On Friday, January 20, 2023 at 2:43:03 PM UTC-6, Richard Hertz wrote:
> On Friday, January 20, 2023 at 5:24:02 PM UTC-3, Volney wrote:
> > On 1/20/2023 9:38 AM, Richard Hertz wrote:
> <snip>
>
> YOU CAN'T DISMISS THE EFFECT OF ELECTROSTATIC REPULSION, AS IT CAN BE MUCH HIGHER THAN
> THE MOMENTUM OF THE COLLIDING ELECTRON!!!
> Trajectories follow an asymptotic path and DO NOT VERIFY 90".
On Friday, January 20, 2023 at 2:43:03 PM UTC-6, Richard Hertz wrote:
> On Friday, January 20, 2023 at 5:24:02 PM UTC-3, Volney wrote:
> > On 1/20/2023 9:38 AM, Richard Hertz wrote:
> <snip>
>
> YOU CAN'T DISMISS THE EFFECT OF ELECTROSTATIC REPULSION, AS IT CAN BE MUCH HIGHER THAN
> THE MOMENTUM OF THE COLLIDING ELECTRON!!!
> Trajectories follow an asymptotic path and DO NOT VERIFY 90".

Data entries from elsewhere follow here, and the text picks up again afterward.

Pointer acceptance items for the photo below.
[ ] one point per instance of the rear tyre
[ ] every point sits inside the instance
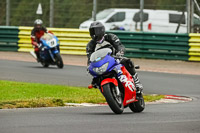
(115, 102)
(138, 106)
(59, 61)
(44, 64)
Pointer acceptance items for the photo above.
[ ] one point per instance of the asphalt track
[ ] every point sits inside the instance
(157, 118)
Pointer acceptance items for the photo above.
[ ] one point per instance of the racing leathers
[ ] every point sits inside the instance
(113, 42)
(36, 34)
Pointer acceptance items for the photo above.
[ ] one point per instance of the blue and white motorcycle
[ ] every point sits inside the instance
(115, 82)
(50, 51)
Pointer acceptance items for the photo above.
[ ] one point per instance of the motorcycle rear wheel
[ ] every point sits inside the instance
(138, 106)
(116, 104)
(59, 61)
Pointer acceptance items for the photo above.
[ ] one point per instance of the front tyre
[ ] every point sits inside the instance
(114, 101)
(59, 61)
(138, 106)
(44, 64)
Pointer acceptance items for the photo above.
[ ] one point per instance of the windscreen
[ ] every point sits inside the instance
(97, 55)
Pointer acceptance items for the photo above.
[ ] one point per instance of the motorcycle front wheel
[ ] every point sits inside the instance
(59, 61)
(115, 102)
(138, 106)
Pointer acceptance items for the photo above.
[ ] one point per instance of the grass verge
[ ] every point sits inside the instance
(29, 95)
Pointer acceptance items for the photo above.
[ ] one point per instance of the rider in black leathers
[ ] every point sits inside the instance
(102, 40)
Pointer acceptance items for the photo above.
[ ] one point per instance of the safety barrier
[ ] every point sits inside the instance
(194, 43)
(72, 41)
(155, 45)
(8, 38)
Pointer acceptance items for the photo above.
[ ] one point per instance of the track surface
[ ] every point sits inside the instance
(165, 118)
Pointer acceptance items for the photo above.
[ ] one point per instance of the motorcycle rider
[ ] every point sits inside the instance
(101, 40)
(36, 34)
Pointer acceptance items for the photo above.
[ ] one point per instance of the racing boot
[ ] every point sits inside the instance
(138, 84)
(38, 56)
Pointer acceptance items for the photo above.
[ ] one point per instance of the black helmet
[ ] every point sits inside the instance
(97, 31)
(38, 24)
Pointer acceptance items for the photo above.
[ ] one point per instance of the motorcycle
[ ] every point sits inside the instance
(115, 82)
(50, 51)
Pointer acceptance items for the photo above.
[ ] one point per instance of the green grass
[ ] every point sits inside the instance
(21, 94)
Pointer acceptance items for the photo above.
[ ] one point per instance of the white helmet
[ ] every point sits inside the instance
(38, 22)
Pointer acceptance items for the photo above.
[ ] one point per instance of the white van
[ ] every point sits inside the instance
(154, 20)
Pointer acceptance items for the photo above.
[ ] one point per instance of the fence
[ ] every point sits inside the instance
(8, 38)
(72, 41)
(194, 43)
(155, 45)
(138, 44)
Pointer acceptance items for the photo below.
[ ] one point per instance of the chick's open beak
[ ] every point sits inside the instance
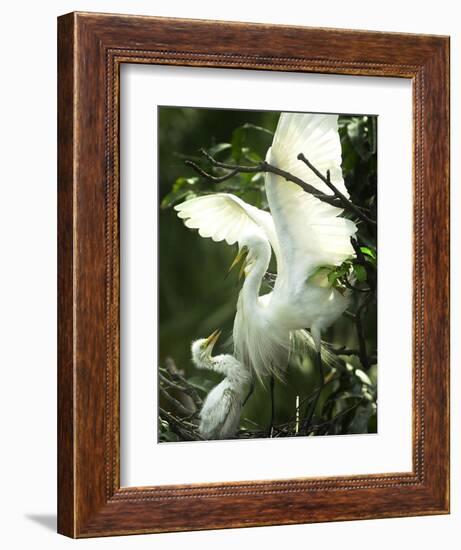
(212, 339)
(242, 254)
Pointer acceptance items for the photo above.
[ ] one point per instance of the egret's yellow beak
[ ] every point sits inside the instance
(240, 256)
(212, 339)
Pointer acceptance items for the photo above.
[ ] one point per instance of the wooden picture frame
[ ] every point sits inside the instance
(92, 48)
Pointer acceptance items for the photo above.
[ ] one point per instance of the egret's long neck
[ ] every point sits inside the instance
(252, 284)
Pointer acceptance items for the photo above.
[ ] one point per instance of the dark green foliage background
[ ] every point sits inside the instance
(195, 298)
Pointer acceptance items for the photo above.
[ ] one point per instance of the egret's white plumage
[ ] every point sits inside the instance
(220, 413)
(304, 232)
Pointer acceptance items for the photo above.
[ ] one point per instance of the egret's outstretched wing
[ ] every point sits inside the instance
(311, 233)
(317, 137)
(225, 217)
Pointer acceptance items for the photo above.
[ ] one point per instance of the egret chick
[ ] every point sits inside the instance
(220, 414)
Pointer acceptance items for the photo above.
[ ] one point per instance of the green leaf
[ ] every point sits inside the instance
(238, 138)
(182, 188)
(360, 273)
(218, 148)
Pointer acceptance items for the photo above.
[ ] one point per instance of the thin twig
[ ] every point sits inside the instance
(345, 201)
(262, 166)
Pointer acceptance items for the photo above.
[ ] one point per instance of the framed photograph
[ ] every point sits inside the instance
(253, 275)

This post replaces a deleted post for which I provided an incorrect link
(the second one)
Because of other activities (including taking my wife to see The Lion King
and various personal projects) I haven't had a chance to work on my
simulation. What I -have- done is do a few math calculations to get an idea
of what I may expect when I finally get around to programming this thing.
I'll start by using a simple Euler method for numerically solving the
differential equations. A fundamental rule of computer programming that
I always follow is to avoid premature optimization. I am perfectly capable
of using more sophisticated methods including fourth and sixth-order
Runge-Kutta, and I've done some exploration of symplectic integrators,
but going to those methods prematurely would be a waste of time until
I get the basic algorithm right.
I am presuming that the total acceleration on each electron of an
interacting pair is the sum of acceleration due to a force directed along
the line between the two electrons, a_n, and deceleration of each
electron due to loss of energy by Bremsstrahlung, b_n. In implementing
the Euler method, I calculate the n+1 step from the n step as follows:
https://drive.google.com/file/d/1K5TeRETg3veTs5H34TppdcTShJCGYX_I/view?usp=share_link
I calculate a_n from Coulomb's law, and I calculate b_n using the non-
relativistic Larmor formula. As I've explained before, I am avoiding the
correct relativistic expression because the whole point of this exercise
is to see whether Champion's results can be explained as a result of
non-relativistic effects. Can you check over my math? Thanks!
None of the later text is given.